August 8, 2022
Cure Rare Disease, in partnership with Charles River Laboratories, has successfully created 3 mouse models that harbor the humanized form of the dystrophin gene. Each model has a mutation that causes Duchenne muscular dystrophy that CRD is currently working to treat, meaning they can be utilized for critical in vivo studies to test the safety and efficacy of mutation-specific gene editing therapeutics. The success of this project paves the way for future therapeutics to be developed to treat rare and ultra-rare genetic disorders.
Classic method of mouse gene modification
In 2007, the Nobel Prize in physiology or medicine was awarded to Dr. Mario R. Capecchi, Dr. Martin J. Evans, and Dr. Oliver Smithies. They succeeded in using embryonic stem cells to produce mouse models with specific gene mutations. They utilized a process called homologous recombination, in which portions of DNA are exchanged; this allowed them to generate specific mutations within the mice’s genome.

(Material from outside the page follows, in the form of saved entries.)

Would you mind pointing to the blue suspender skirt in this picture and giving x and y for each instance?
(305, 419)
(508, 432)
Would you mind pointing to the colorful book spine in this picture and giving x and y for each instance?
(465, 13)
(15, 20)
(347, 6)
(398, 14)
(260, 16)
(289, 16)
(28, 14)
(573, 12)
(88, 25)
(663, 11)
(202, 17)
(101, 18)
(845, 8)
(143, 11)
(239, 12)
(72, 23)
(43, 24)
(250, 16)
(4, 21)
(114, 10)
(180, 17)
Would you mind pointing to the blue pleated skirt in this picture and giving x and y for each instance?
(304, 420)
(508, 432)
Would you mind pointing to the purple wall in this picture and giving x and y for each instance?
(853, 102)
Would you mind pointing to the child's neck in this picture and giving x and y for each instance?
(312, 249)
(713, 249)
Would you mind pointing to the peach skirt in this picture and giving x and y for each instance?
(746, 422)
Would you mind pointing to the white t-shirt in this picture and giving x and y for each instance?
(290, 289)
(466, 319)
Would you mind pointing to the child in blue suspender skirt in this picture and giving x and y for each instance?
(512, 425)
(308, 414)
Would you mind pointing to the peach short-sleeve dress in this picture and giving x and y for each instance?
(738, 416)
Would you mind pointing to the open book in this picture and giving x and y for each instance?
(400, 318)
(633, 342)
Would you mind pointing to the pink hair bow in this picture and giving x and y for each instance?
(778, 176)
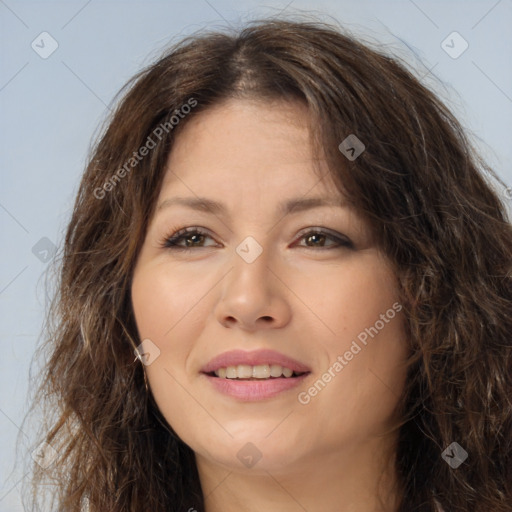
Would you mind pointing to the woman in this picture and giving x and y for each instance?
(296, 240)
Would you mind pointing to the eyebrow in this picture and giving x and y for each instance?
(292, 205)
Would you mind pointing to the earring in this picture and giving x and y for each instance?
(139, 357)
(146, 381)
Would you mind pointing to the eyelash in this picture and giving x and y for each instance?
(171, 241)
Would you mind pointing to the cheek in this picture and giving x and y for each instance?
(165, 302)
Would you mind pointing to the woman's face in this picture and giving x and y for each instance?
(306, 284)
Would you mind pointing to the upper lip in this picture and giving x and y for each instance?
(256, 357)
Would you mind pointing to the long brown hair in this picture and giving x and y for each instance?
(430, 200)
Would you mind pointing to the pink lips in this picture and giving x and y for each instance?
(254, 390)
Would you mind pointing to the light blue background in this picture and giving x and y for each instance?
(50, 109)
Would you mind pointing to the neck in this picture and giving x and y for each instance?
(349, 480)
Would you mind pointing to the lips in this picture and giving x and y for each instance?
(254, 358)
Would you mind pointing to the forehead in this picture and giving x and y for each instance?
(253, 145)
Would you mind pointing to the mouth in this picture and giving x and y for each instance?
(254, 376)
(255, 373)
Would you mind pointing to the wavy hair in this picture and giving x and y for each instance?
(429, 198)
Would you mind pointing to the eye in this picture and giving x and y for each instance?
(191, 236)
(318, 236)
(195, 236)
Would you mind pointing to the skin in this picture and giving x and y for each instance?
(303, 296)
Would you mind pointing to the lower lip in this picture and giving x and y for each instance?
(253, 390)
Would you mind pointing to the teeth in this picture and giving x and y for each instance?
(261, 371)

What sets CRD’s mice apart from this traditional method
To produce CRD’s mice, which contain the humanized, not murine, version of the dystrophin gene, embryonic stem cells containing humanized dystrophin were obtained from The Aartsma-Rus Lab at Leiden University Medical Center. Dr. Monkol Lek of the Lek Lab at Yale University and Sander Pajusalu, a postdoctoral associate in Dr. Lek’s lab, then sequenced the resulting cell lines. They discovered that the cells contained 2 tail-to-tail copies of the dystrophin gene. This poses a challenge when it comes to genome editing because it makes it more difficult to predict what will happen when the DNA is cut using the CRISPR-Cas9 system.

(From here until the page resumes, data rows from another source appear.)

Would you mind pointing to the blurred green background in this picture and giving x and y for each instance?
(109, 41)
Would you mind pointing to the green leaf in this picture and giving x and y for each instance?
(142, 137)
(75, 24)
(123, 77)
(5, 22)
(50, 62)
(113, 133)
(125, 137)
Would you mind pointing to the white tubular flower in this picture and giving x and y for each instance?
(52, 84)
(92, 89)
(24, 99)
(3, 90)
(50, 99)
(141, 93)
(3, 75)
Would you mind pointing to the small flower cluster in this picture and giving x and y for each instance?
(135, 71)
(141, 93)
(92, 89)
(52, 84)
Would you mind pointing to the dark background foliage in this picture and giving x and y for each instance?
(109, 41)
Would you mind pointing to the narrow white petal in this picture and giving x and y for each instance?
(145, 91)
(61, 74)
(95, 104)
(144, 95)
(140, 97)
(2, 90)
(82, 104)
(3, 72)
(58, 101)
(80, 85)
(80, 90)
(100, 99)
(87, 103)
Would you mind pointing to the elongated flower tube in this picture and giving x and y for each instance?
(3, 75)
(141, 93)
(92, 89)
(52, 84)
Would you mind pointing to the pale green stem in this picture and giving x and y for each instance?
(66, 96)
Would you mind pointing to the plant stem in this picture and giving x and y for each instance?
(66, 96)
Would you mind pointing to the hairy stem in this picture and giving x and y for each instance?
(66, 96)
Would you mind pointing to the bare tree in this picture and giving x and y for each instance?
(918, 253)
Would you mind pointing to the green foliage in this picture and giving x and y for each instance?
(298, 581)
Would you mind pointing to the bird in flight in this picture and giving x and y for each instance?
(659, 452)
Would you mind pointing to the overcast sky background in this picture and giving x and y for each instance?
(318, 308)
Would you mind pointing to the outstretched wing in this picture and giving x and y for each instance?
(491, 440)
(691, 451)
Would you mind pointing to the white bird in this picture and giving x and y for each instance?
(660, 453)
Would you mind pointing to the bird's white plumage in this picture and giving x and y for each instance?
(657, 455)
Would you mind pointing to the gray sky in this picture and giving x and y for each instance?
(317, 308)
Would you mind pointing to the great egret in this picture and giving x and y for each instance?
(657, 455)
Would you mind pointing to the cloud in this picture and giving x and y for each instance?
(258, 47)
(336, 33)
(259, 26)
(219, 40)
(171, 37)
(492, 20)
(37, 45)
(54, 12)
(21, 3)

Next, MIRIMUS took these embryonic stem cells and modified them using CRISPR-based gene editing. The 3 mutations produced were exon 1 deletion, exon 46-51 deletion, and exon 57-59 deletion, respectively. The mice containing each of these mutations were then bred with what are known as knockout mice. For the purposes of this work, the knockout mice had an inactive form of the dystrophin gene.
Where we are now
Each model takes upwards of 2 years and tens of thousands of dollars to produce. These numbers only go up as the complexity of the project increases. Today, all 3 of the models are in the F1 ,or first filial, generation, meaning the generation following the breeding of the original mutated mice with the knockout mice.
This success is also representative of Charles River’s longstanding commitment to rare and ultra-rare diseases. A notable example is Milasen, a drug produced to treat a single patient with Batten disease which Charles River played a role in developing.
These efforts provide a framework for the future of developing humanized models for specific genetic mutations. The method used to produce these 3 models has the potential to be expanded beyond Duchenne muscular dystrophy to help work towards a treatment for a wide range of genetic disorders that currently have no cure.